Он говорил о дочери, которая благодаря математическим способностям получила место в казино на континенте и теперь процветала.
– Рад слышать, – ответил Холмс. – Когда будете в следующий раз писать ей, передайте привет от меня.
– Нечасто и пишу-то, но моя миссис пошлет ей весточку на Рождество. Она мастерица писать, моя миссис. Постоянно строчит. Можете не сомневаться, обязательно помянем вас в письме. – Гастингс почувствовал себя чуть раскованнее. – Недавно получили от Фанни письмецо. С тех пор как она поступила на службу, ей удалось скопить больше сотни фунтов. Говорит, хочет купить железнодорожные акции. Я, когда услыхал это, чуть не упал. Железнодорожные акции! Кто бы подумал, что она… – Он замялся. – Не хочу отнимать у вас время, сэр.
– Я бы сказал, что она нашла способ заставить свои сбережения работать, – заметил Холмс. – Однако вы правы… О, благодарю вас, Тьерс… – Слуга принес с кухни чашку и блюдце. – Вы правы, мы должны выяснить, почему утром вы оставили свой пост.
– Ну, я сделал, как велел фараон, а что? – ответил Гастингс, слегка повышая голос.
– Вот как? – без тени осуждения промолвил Холмс. – Какой фараон?
– Тот, которого вы послали, – пояснил Гастингс, не притронувшись к принесенной чашке.
– Расскажите-ка мне о нем, – попросил Холмс.
Я внимательно слушал, что́ скажет Гастингс.

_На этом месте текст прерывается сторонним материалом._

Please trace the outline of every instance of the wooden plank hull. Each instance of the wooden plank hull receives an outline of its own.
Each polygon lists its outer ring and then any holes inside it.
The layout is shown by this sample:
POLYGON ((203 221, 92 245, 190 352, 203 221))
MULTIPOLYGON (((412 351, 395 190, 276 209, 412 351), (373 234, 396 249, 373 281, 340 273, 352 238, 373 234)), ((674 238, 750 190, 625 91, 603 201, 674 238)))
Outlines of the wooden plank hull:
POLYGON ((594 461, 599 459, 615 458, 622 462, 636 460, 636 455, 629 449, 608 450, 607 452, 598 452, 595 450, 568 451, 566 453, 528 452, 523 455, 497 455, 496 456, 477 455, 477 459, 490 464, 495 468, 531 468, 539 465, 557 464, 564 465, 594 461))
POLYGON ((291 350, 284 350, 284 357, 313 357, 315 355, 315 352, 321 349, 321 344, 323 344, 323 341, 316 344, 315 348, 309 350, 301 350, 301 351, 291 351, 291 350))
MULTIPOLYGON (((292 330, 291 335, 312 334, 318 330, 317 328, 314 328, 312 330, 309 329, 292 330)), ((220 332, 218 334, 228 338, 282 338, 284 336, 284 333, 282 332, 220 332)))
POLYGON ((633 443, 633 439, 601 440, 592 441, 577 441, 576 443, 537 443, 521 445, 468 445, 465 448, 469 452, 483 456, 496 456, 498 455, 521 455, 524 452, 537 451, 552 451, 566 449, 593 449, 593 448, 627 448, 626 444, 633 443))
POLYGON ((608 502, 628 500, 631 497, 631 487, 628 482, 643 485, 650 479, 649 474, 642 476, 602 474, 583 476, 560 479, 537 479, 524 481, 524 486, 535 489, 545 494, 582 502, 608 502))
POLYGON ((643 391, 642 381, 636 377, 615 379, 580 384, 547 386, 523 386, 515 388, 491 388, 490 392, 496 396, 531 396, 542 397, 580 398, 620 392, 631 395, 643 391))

– Ну, это был… просто фараон. Обычный констебль. Я знаю, как выглядит настоящий фараон. Он был самый что ни на есть настоящий. Сказал, что я свободен, а днем снова понадоблюсь. Показал на вашу заднюю дверь и объяснил, что у вас сидит какой-то турецкий господин, а не то вы бы сами ко мне вышли. Он был в полицейской форме, вот я и решил, что его нужно слушаться. – Он запнулся. – А что, не надо было?
Холмс уставился в свою чашку.
– Нет, Гастингс. Вы поступили, как до́лжно. – Он поднял глаза. – Однако меня чрезвычайно смущает тот факт, что человек, который стрелял в курьера и пытался убить меня, полицейский.
Из дневника Филипа Тьерса
Это был тяжелый день и не менее тяжелый вечер: я только что дал Сиду Гастингсу сэндвич и спровадил его, а теперь должен не мешкая разыскать бывшего полицейского инспектора Дюрварда Стренджа. М. Х. говорит, что это один из немногих людей, кому можно совершенно доверять в полицейских делах. Сдается мне, М. Х. не хочет идти со своим последним открытием прямо в Скотленд-Ярд, так как боится, что если Гастингс говорит правду, то признать положение опасным – значит лишь усугубить его. Поэтому сперва он намерен переговорить с инспектором Стренджем, чтобы получить как можно более объективную оценку. Многие вроде как считают, будто инспектор Стрендж зол на полицию, и по этой причине редко к нему обращаются…
Саттон в театре и не вернется до ночи. Он сказал, эти оставшиеся спектакли очень важны для него: вероятно, это последняя его значительная роль на сцене большого лондонского театра. Он говорит, что, выступая в заглавных ролях, рискует стать слишком узнаваемым, а это опасно. Поэтому он не хочет упускать шанс внести свое имя в список лучших Макбетов этого десятилетия. Ему суждено подвизаться на менее престижных сценах и в менее известных ролях, но он все равно рад, что его работу, особенно в такой ответственной роли, как Макбет, высоко оценили.
Сэр Мармион прислал еще один пакет, предупредив, что его следует вернуть не позднее чем послезавтра. Я передал пакет М. Х., который расстроен, оттого что у него почти нет времени сполна использовать такую великолепную возможность. Он обещал непременно прочесть эти материалы до возвращения Саттона.
Г. поехал ночевать к себе на Керзон-стрит и, видимо, появится только завтра утром, к шести тридцати. Я сказал ему, что его потревожат лишь в крайнем случае, что само по себе разумно, поскольку очень важно в течение следующих нескольких дней держать Г. – правую руку М. Х. – в курсе всех событий.